In my travels among the various conference sessions, I noticed a lot of interest in the three PHP talks that took place today. In the morning session, Nathan Wallace gave a talk entitled PHP: Hacker's Paradise. This talk was well attended and Nathan had quite a crowd around him after the talk, with people asking all sorts of technical questions about how to do various things with PHP. The other two talks, on using PHP with SQL backends and sessions and authentication, also seemed popular, despite the fact that they overlapped with talks on Apache 2.0 and the future of Apache beyond 2.0.

In another morning session, Mark Cox and Geoff Thorpe gave an interesting presentation on Apache E-Commerce Solutions. The buzzword-compatible title was a bit misleading, as the talk focussed primarily on Apache and SSL. Mark and Geoff talked a lot about the performance implications of using SSL, both in a single-server setup and with multiple servers that support a high-volume site. Their conclusion is that SSL session caching needs to be handled as a separate service, accessible to all of the web servers in a server farm, rather than being localized to each individual server.

In the final keynote of the conference, Patricia Sueltz, Sun Microsystem's President of Software Products and Platform, talked about three bets that Sun made in 1995: Internet, Network Services, and Bandwidth. They are making three new bets in 2000: Massive Scale, Network Stack, and Always On, Always Connected. Sueltz also talked about Sun's interaction with the open source community--how they are listening, learning, and responding.

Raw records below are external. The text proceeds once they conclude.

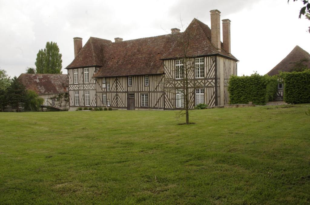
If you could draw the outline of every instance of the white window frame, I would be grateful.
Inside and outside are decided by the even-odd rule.
[[[175,60],[175,79],[183,79],[184,77],[184,64],[181,60]]]
[[[202,78],[205,77],[205,58],[195,59],[195,78]]]
[[[102,94],[102,102],[104,105],[107,104],[107,95],[105,94]]]
[[[175,90],[175,107],[184,107],[184,92],[183,90]]]
[[[205,89],[203,88],[196,89],[195,105],[205,103]]]
[[[78,69],[73,69],[73,82],[74,84],[78,83]]]
[[[91,92],[89,90],[85,90],[85,105],[86,106],[91,106]]]
[[[148,94],[147,93],[141,94],[141,107],[148,107]]]
[[[86,68],[84,69],[84,83],[89,83],[89,68]]]
[[[104,77],[102,78],[102,88],[105,88],[105,78]]]
[[[128,77],[128,86],[132,86],[132,76]]]
[[[74,91],[74,105],[76,106],[80,105],[79,91]]]
[[[148,86],[149,84],[149,80],[148,75],[144,76],[144,85]]]

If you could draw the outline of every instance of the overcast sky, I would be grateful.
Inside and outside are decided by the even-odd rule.
[[[0,0],[0,68],[13,77],[35,67],[46,42],[57,43],[63,73],[73,60],[73,38],[129,40],[170,33],[196,18],[210,26],[210,11],[231,22],[232,53],[238,75],[264,74],[296,45],[310,52],[310,21],[298,18],[291,0],[30,1]],[[221,36],[221,39],[222,37]]]

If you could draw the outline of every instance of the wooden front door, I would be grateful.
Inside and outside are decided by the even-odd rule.
[[[128,104],[127,110],[135,110],[135,94],[128,94]]]

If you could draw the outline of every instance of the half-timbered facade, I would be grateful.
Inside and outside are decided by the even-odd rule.
[[[43,105],[69,108],[68,75],[22,73],[18,78],[27,90],[44,99]]]
[[[228,82],[237,74],[237,60],[230,53],[230,24],[219,11],[210,11],[212,30],[194,19],[184,32],[114,42],[91,37],[84,46],[74,38],[75,58],[68,70],[70,106],[111,107],[129,110],[174,109],[184,106],[181,41],[195,34],[187,56],[193,69],[188,76],[190,107],[228,103]],[[214,26],[213,26],[213,25]]]

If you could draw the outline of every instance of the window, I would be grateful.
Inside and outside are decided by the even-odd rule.
[[[88,68],[84,69],[84,82],[85,83],[89,82],[89,69]]]
[[[146,86],[148,86],[148,76],[144,76],[144,84]]]
[[[128,86],[132,86],[132,76],[128,77]]]
[[[85,105],[90,106],[91,105],[91,98],[90,96],[89,91],[85,91]]]
[[[175,107],[184,107],[184,92],[182,90],[177,90],[175,91]]]
[[[205,103],[205,90],[203,89],[196,89],[196,105]]]
[[[74,102],[75,105],[80,105],[80,93],[78,91],[74,91]]]
[[[73,78],[74,84],[77,84],[78,83],[78,69],[73,70]]]
[[[205,77],[205,60],[203,58],[195,58],[195,77],[197,78]]]
[[[104,77],[102,78],[102,87],[104,88],[105,88],[105,78]]]
[[[141,106],[144,107],[148,106],[148,94],[141,94]]]
[[[175,60],[175,79],[182,79],[184,77],[183,62],[181,60]]]
[[[107,104],[107,95],[105,94],[102,94],[102,102],[105,105]]]

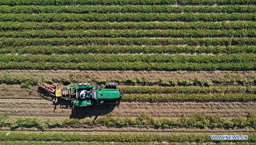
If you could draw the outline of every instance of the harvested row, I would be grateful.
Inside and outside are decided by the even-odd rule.
[[[81,70],[0,70],[0,75],[7,75],[12,77],[34,77],[36,78],[52,78],[59,77],[62,79],[68,78],[69,76],[74,76],[78,78],[90,78],[99,79],[109,79],[109,78],[127,79],[128,78],[136,79],[137,78],[150,78],[151,79],[158,80],[162,78],[164,80],[170,79],[195,79],[200,78],[204,80],[211,80],[213,78],[216,79],[230,78],[244,78],[251,79],[255,77],[255,71],[81,71]]]
[[[0,38],[0,46],[35,45],[254,45],[256,38]]]
[[[255,54],[79,54],[72,55],[52,54],[46,55],[12,55],[0,54],[1,62],[61,62],[81,63],[83,62],[136,62],[146,63],[249,63],[256,61]]]
[[[0,6],[0,13],[253,13],[256,10],[254,5],[223,6]]]
[[[182,5],[187,4],[204,4],[212,5],[217,3],[219,5],[224,4],[254,4],[256,3],[254,0],[195,0],[192,1],[188,0],[107,0],[102,1],[101,0],[23,0],[16,1],[15,0],[1,0],[0,5],[164,5],[175,4],[177,3]]]
[[[15,87],[16,89],[13,90],[10,86]],[[1,92],[0,99],[45,99],[49,101],[52,100],[52,98],[47,96],[41,97],[38,94],[36,87],[31,87],[31,91],[28,92],[24,88],[20,88],[20,86],[17,85],[1,85]],[[191,88],[191,87],[189,87]],[[10,92],[8,94],[5,92]],[[243,92],[243,91],[241,91]],[[158,92],[153,93],[136,93],[136,92],[132,93],[126,93],[122,97],[121,101],[122,102],[150,102],[150,103],[163,103],[163,102],[248,102],[256,101],[256,95],[249,93],[249,92],[244,91],[236,93],[225,93],[222,92],[205,92],[198,94],[198,92],[194,92],[195,94],[185,93],[181,92],[179,93],[165,93],[160,94]],[[18,95],[19,94],[19,95]]]
[[[195,63],[98,62],[54,63],[0,62],[1,70],[134,70],[134,71],[254,71],[256,64],[251,63]]]
[[[49,29],[54,30],[87,29],[255,29],[256,22],[235,21],[221,22],[0,22],[0,30],[26,30]]]
[[[25,30],[0,32],[0,37],[256,37],[256,30]]]
[[[73,75],[69,76],[64,76],[59,77],[53,76],[52,78],[47,76],[46,78],[41,76],[40,78],[35,77],[32,75],[22,75],[18,77],[10,76],[5,74],[0,76],[0,84],[22,84],[23,83],[27,83],[30,86],[37,85],[38,82],[46,82],[48,84],[54,83],[61,83],[63,85],[67,85],[74,82],[93,82],[94,84],[106,84],[108,82],[115,82],[121,85],[143,85],[143,86],[211,86],[224,85],[240,85],[244,86],[251,86],[256,85],[256,79],[255,76],[251,76],[250,78],[211,78],[210,80],[203,79],[200,78],[195,78],[192,79],[174,79],[169,78],[168,79],[164,79],[161,78],[158,79],[153,79],[148,78],[145,76],[142,78],[137,77],[136,78],[111,78],[102,79],[96,78],[95,76],[89,77],[82,76],[79,75]]]
[[[101,141],[101,142],[228,142],[212,140],[211,134],[196,134],[168,133],[157,134],[153,133],[126,133],[126,134],[81,134],[79,133],[22,133],[12,132],[0,132],[2,137],[0,140],[7,141]],[[222,134],[221,133],[221,134]],[[247,142],[255,142],[256,135],[254,133],[245,133],[248,135]],[[75,138],[74,138],[75,137]],[[240,142],[240,140],[228,140],[229,142]]]
[[[256,46],[30,46],[0,47],[0,54],[74,54],[88,53],[256,53]],[[87,61],[88,60],[87,60]]]
[[[216,21],[222,20],[255,20],[254,13],[179,14],[166,13],[0,13],[0,21],[18,22],[68,22],[68,21]]]
[[[11,116],[37,116],[47,120],[53,117],[58,119],[81,118],[106,115],[109,112],[113,117],[135,117],[142,112],[153,118],[177,118],[182,114],[188,117],[195,114],[220,114],[224,118],[243,117],[249,112],[256,113],[255,102],[124,102],[116,105],[102,105],[90,107],[71,109],[70,103],[62,103],[54,107],[51,100],[37,95],[38,99],[1,99],[1,112]],[[40,99],[40,97],[41,99]],[[47,97],[50,98],[50,97]],[[13,109],[15,108],[15,109]],[[131,109],[132,108],[132,109]]]

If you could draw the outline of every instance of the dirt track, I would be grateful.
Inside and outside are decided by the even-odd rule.
[[[15,88],[13,89],[13,88]],[[155,117],[177,118],[182,114],[220,114],[225,117],[240,115],[245,116],[249,112],[256,113],[256,102],[185,102],[185,103],[128,103],[121,102],[119,106],[110,105],[78,108],[73,110],[68,103],[62,103],[54,110],[50,97],[40,96],[37,87],[29,94],[27,89],[19,85],[0,85],[0,112],[7,112],[15,116],[39,116],[44,119],[60,119],[77,117],[82,118],[101,116],[111,112],[113,116],[135,117],[146,112]]]
[[[34,76],[52,78],[53,76],[68,76],[74,75],[86,77],[95,77],[101,79],[110,78],[142,78],[146,77],[151,79],[162,78],[171,79],[194,79],[200,78],[211,79],[224,77],[248,78],[255,76],[256,71],[79,71],[79,70],[0,70],[0,75],[8,74],[11,76]]]
[[[256,102],[209,103],[127,103],[121,102],[118,106],[104,105],[79,108],[72,110],[66,105],[57,106],[47,100],[0,99],[0,112],[15,116],[61,117],[93,117],[112,112],[115,117],[135,117],[146,112],[155,117],[178,117],[182,114],[190,116],[194,113],[220,114],[225,117],[239,115],[245,116],[248,112],[256,113]]]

She also talked about her belief that a technology goes through four phases in its steward lifecycle: a nurturing phase, a community involvement phase, a standards bodies phase, and finally a public domain phase.

In the first afternoon session, Manoj Kasichainula gave a talk on the new features in Apache 2.0, including the new multiple-processing modules (MPMs). MPMs are modules that determine how requests are mapped to threads or processes, so that Apache can support different ways of using processes and threads, based on the underlying operating system and other factors. For example, when Apache is running on a Linux system, it is better to have multiple processes each running multiple threads that service requests. But on Windows, which doesn't handle multiple processes very well, the solution is one process with multiple threads. Most users don't have to worry about MPMs, as each instance of Apache uses a single MPM that is set at compile-time. The overall impetus for Apache 2.0 is improved scalability.

In the next session, a panel of Apache members held an interactive discussion about the future of Apache beyond 2.0. The panel included Ryan Bloom, Bill Stoddard, Greg Stein, Allan Edwards, Ken Coar, and Manoj Kasichainula. Each panelist talked some about what functionality he was interested in adding beyond Apache 2.0 and then the audience was given the opportunity to add their requests. The big issues seemed to be layered I/O and scalability.

Now that the conference is over, I'm headed back home to Colorado. It has been warm and sunny here in Orlando, in fact too warm for my tastes. But in less than 24 hours, I plan to be up in the mountains skiing, which is much more to my liking.